MEMPHIS (From news reports) -- Suzano is reportedly looking to secure up to $19 billion in debt to potentially acquire International Paper, according to Bloomberg.

Analysts from Jefferies are predicting a potential cash offer for IP in the range of $54-57 per share, a figure that aligns with previous investor expectations. However, IP's board may value the company significantly higher.

Suzano's strategic move is geared towards creating a global industry leader with robust cash generation capabilities to expedite debt reduction. The company is also nearing the completion of a $4.2 billion project to boost its hardwood pulp capacity, which is expected to further enhance its free cash flow.

The reported $19 billion debt that Suzano aims to raise implies a potential acquisition price for IP in the $54-57 range.
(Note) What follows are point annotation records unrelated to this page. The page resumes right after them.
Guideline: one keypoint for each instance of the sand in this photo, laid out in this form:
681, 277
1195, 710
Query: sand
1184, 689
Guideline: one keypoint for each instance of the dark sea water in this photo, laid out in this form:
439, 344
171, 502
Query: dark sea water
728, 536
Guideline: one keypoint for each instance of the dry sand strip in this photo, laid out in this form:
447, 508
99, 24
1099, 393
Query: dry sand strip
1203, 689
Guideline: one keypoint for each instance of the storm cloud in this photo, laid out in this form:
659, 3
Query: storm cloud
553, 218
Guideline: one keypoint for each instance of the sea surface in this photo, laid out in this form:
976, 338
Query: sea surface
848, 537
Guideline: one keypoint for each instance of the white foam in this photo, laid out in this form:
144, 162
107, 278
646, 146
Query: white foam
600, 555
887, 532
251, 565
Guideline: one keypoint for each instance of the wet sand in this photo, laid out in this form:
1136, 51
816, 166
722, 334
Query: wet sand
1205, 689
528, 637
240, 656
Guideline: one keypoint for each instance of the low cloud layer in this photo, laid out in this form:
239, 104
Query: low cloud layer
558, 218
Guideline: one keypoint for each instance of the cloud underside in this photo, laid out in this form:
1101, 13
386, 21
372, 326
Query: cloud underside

This would increase Suzano's projected leverage to 5.9 times its 2024 estimated earnings or 5.3 times its 2025 estimates, based on consensus predictions for Suzano and IP model forecasts.

Given IP shareholders' push for the company to divest its Cellulose business, it seems unlikely they would accept stock in a Brazilian pulp company. This is particularly true given Suzano's falling share price since expressing interest in IP.

Therefore, the news of Suzano's potential $19 billion debt aligns with the expectation that any offer below mid-$50s in cash would likely be rejected.

If the $50 per ton increase in linerboard holds, it could boost IP's EBITDA by approximately $550 million or around 26%. Using this framework, IP's shares could reach close to $56, even before considering any uplift from Silvernail's commercial and operational initiatives.

In an optimal scenario, shares of IP could approach $90 if IP manages to close the gap on revenue per ton and the $50 per ton increase sticks.

However, with mixed investor sentiments regarding the SMDS deal and a potential mid-$50s cash offer, deciding on an equity component becomes more challenging. Especially given that Suzano's stock has dropped by over 20% since initial reports of its interest in IP surfaced, while IP's stock has rallied.